I want to get an idea of the best practices for reusing accessor methods on new composite types with similar fields. The biggest tip for method reuse in general seems to be informal interfaces. When types have dissimilar fields, writing interface methods for each one is a necessity because they work differently. However, it’s tedious when the new types just contain other types, so all I write are accessors that do the same thing but for differently nested fields. For a double inheritance-ish example:
# in practice, types would have more fields and more accessors
struct Wheel radius end
get_wheel_radius(w::Wheel) = w.radius
struct Seat height end
get_seat_height(s::Seat) = s.height
get_wheel_radius(u::Unicycle) = get_wheel_radius(u.wheel)
get_seat_height(u::Unicycle) = get_seat_height(u.seat)
The example with 2 accessor functions on 2 types each doesn’t look so bad, but it gets old with more accessors and types and with fields nested at different levels.
So I’m thinking that I can avoid this by carefully designing “component” types with little overlap and make my accessors work only on types containing such components on one level, like so:
# component types
struct Wheel radius end
struct Seat height end
# types the accessors work on
struct OnlyWheel wheel::Wheel end
struct OnlySeat seat::Seat end
get_wheel_radius(x) = x.wheel.radius
get_seat_height(x) = x.seat.height
The example is actually the same number of code lines as before, but instead of writing new accessors, I just need to write an extra containment struct Only___ for each new type.
Still, I’m not sure how good of an idea this is for a few reasons:
Instead of making a 15-component type a field of a derived type, I have to paste all 15 components into the derived type to use those accessors. This sacrifices clarity of what I’m deriving the type from.
OnlyWheel(Wheel(3.5)) is an aesthetic minus
stuck with naming the field for a component the same thing in all types, though the clarity isn’t too bad
I’m wondering if anyone else has tricks and tips for this specific kind of type extension.
I did read up on Lazy.@forward and ReusePatterns.@forward, but I wasn’t really sure how much they would help. I’m trying to reuse accessor methods for any number of new composite types without writing extra code for each type, but both versions of @forward seem to need to be written for each forwarded field and each type. Granted, it seems more easily written and less typo-prone than the first code example in my post.
Other than @forward I can only think of the obvious solutions:
function get_wheel_radius(x :: T) where T
if hasfield(T, :wheel) && isa(getfield(x, :wheel), Wheel)
error("$T has no wheels")
This hard wires field names (not good). One could probably cook up a loop that defines accessor functions for a list of fields without having to repeat the same code over and over again for each field. I doubt that is even less code than @forward.
Another option might be traits. But defining a hasWheel trait for each object also doesn’t look better than @forward.
Why exactly are you writting getters and setters? There is a reason for that? Otherwise I would recommend defining in the interface that the objects must have a field X of type Y and just have this field. If things change, or are different internally, you can just overload Base.getproperty and Base.setproperty!.
I try to avoid committing to field names in most of my methods in case I decide those fields aren’t so crucial (which happens more often than I should, probably). As for getproperty, I only rarely use it to control field access because I have to put all the logic for a type in one method, whereas with several accessors, I can more easily tweak one part without affecting another.

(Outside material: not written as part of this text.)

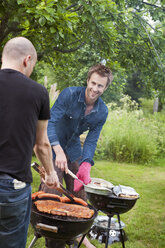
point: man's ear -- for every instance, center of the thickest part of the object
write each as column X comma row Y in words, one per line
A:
column 26, row 59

Ok, it is an entirely reasonable reason. I have some points:
Your composition may be a part of the public interface, not an implementation detail. So your vehicle should not have a get_wheel_radius but instead a get_wheel that return an object that answers to get_radius. If some attribute pertains to an inner object I am not sure if you should be creating a new getter just to access it in a single go. This, as you pointed out, is not very scalable and will lead to a lot of boilerplate code for each new level of nesting.
At some point, future-proofing becomes an anti-pattern. The impression I have is that the interface is not yet solid. Is the cost of changing it after so high that you need to put everything behind a layer of indirection? It would not be best to just use fields directly, and if they disappear or change, just change the code that uses them? Encapsulation is a pattern thought for the cases the code that depends on your object is orders of magnitude larger than the code for the object itself. If this is not for a library to be widely used by the community, then this level of future-proofing/encapsulation may cause more headaches than it prevents.
I fail to see a better solution than a generic get_X that always get a field named X and for which you extend specific methods for new Types that does not follow this pattern (i.e., X is computed only when asked, or maybe is in an nested object). How it could become better than that? The compiler has no way to guess what you want, it needs to be made explicit at some point.
Good points, the indirection probably won’t save me any time in the short or long run at a stage where nothing is set in stone yet. Nothing wrong with field access in methods on concrete types and using getters to extend these methods onto derived types; at least I know I can keep the concrete methods around.